Before the first practice session Friday at Michigan International Speedway, Johnson and Knaus bumped into each other in the garage and shared a hug and a few moments of conversation.
Johnson said the two have had a chance this year to spend some time together despite the split.
“Yeah, on the Easter off weekend, we were able to spend the day together,” Johnson said. “We were both vacationing near one and other and we did connect and have some fun. So yeah, we see each other. But not as much as we used to since we’re not working together. But we have a friendship and a bond. Our work life strained it for a few years there, but it didn’t impact it and we are still great friends.”
Johnson’s slide has continued into the 2019 season. He hasn’t won a race in more than two years and only has one top-five finish this season. But he said things have been going well so far with Meendering.

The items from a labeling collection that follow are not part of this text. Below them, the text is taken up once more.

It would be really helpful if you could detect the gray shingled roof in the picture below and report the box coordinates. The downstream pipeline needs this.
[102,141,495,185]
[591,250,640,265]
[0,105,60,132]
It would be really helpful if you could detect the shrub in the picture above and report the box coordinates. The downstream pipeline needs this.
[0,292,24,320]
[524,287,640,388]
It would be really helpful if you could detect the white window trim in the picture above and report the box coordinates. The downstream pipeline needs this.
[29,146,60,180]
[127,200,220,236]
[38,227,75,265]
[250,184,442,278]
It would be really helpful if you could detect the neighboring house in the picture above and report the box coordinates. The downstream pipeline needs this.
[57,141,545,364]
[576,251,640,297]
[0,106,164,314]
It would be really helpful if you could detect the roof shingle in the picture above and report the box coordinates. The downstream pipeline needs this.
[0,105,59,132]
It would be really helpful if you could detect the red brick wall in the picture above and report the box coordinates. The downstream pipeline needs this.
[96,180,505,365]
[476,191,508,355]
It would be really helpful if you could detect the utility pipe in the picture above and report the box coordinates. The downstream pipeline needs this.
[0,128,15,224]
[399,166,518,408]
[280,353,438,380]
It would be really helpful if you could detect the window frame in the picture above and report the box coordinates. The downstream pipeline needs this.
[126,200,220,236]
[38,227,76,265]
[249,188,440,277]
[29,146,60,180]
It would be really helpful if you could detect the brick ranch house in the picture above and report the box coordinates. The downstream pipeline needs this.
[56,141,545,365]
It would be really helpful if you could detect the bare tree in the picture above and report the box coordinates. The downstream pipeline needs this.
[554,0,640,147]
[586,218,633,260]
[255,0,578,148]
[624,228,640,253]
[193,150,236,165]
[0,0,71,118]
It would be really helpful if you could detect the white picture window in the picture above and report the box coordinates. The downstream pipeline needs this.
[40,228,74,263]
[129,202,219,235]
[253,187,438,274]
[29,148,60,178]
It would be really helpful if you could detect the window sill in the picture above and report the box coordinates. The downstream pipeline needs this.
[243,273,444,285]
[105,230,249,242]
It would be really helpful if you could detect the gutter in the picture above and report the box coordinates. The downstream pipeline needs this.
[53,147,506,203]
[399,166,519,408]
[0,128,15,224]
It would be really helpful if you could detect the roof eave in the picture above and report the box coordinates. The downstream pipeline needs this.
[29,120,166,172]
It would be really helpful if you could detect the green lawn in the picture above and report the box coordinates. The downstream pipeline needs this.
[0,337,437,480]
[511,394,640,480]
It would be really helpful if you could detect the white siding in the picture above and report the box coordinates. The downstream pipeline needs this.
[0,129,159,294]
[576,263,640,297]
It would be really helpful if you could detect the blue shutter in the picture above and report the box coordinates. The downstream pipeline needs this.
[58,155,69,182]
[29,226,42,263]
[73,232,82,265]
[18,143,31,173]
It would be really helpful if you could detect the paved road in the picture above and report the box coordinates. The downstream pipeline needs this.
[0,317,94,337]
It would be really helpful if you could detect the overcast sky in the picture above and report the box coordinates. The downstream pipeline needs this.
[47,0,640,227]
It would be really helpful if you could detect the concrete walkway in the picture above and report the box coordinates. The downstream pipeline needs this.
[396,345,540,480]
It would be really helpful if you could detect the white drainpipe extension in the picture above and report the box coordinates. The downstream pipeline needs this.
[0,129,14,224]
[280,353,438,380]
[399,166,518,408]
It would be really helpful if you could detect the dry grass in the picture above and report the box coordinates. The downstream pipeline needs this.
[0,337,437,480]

“They are going well,” Johnson said. “We want more. We need to be doing better than we are, but he is a great guy, a hardworking guy. We just need some more speed in our Ally Chevy.”
Sunday’s FireKeepers Casino 400 has a little extra on the line, as Meendering hails from nearby Grand Rapids, making MIS his home track. But Johnson said Meendering hasn’t mentioned any extra motivation for the win this weekend.

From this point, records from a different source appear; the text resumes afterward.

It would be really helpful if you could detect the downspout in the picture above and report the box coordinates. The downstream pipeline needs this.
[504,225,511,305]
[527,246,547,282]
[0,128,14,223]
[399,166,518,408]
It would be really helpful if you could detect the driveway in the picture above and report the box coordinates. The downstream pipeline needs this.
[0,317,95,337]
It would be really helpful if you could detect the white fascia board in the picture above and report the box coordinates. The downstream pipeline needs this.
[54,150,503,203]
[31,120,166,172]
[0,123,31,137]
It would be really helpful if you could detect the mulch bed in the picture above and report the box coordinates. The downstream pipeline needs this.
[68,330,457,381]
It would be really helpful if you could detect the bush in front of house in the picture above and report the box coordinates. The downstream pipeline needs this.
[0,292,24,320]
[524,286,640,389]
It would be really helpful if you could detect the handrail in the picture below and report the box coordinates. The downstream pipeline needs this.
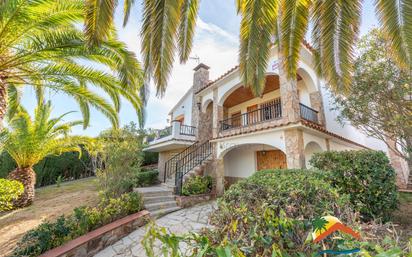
[159,126,172,138]
[299,103,319,124]
[163,141,199,183]
[179,124,196,136]
[175,141,213,195]
[219,98,282,131]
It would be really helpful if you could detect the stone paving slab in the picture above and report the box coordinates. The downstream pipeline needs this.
[95,201,216,257]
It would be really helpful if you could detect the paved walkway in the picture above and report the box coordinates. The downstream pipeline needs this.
[95,201,216,257]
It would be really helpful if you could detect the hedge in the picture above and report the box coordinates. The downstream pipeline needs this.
[310,150,398,221]
[0,147,94,187]
[11,192,143,257]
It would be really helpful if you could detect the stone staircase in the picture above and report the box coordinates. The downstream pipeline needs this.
[134,185,181,218]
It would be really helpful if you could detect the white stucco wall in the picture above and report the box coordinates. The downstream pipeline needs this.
[170,90,193,125]
[224,147,256,178]
[216,129,285,158]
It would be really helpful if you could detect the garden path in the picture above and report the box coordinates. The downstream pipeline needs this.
[95,201,216,257]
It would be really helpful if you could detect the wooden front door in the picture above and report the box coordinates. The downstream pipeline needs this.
[256,150,287,170]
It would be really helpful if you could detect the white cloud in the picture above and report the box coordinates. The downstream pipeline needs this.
[120,18,238,128]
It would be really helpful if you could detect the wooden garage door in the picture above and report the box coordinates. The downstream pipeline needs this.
[256,150,287,170]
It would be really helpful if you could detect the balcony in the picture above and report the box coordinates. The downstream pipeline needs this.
[146,121,197,151]
[220,98,282,132]
[220,98,320,134]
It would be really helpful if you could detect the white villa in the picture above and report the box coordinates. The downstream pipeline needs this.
[145,43,409,195]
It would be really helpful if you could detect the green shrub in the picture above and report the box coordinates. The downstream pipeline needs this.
[0,178,24,212]
[310,150,398,221]
[12,193,143,257]
[144,170,352,257]
[133,169,159,187]
[96,131,142,197]
[0,148,95,187]
[182,176,212,196]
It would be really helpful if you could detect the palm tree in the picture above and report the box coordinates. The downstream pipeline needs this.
[0,100,91,207]
[0,0,143,127]
[85,0,412,95]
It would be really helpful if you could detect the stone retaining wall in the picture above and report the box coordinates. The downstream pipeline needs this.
[40,210,150,257]
[176,194,211,208]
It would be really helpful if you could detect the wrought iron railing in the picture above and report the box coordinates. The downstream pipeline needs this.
[163,141,199,182]
[299,103,319,124]
[175,141,213,195]
[220,98,282,131]
[158,126,172,138]
[179,124,196,136]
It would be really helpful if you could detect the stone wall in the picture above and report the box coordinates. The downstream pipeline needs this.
[157,147,186,181]
[191,63,209,127]
[285,129,305,169]
[309,91,326,125]
[176,194,211,208]
[197,102,213,142]
[40,210,150,257]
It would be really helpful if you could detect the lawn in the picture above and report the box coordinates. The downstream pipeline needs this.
[0,178,98,256]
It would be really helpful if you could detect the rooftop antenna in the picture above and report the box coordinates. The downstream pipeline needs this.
[189,54,200,64]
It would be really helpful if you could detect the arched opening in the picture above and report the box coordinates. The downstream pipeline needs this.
[223,144,287,185]
[305,141,323,169]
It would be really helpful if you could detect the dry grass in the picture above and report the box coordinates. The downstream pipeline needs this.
[393,193,412,241]
[0,178,98,256]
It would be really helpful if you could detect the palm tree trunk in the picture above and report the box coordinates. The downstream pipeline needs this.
[0,76,7,131]
[8,167,36,207]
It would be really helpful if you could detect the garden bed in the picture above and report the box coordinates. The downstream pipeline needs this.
[0,178,98,256]
[40,210,150,257]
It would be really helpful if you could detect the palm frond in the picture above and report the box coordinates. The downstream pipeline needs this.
[142,0,181,96]
[84,0,117,45]
[177,0,199,63]
[375,0,411,67]
[280,0,312,79]
[239,0,278,95]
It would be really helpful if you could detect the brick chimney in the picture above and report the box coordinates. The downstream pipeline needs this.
[192,63,209,127]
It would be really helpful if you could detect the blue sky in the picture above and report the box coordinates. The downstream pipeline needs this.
[23,0,377,136]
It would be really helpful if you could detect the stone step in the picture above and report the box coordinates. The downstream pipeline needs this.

“No, he hasn’t said anything,” Johnson said. “I think there is an unspoken desire to do well through the whole season. Doesn’t matter the specific track. But as you bring it up, I do know he is from this area and hopefully we can give him something good close to home.”
So how close are they getting to putting everything together?
“Some weekends we feel like we are there,” Johnson said. “Last weekend we had some mechanical issues that we learned about post-race, which put the sting in our performance. It just depends on the weekend or the hour. We live and die by the stopwatch, unfortunately.”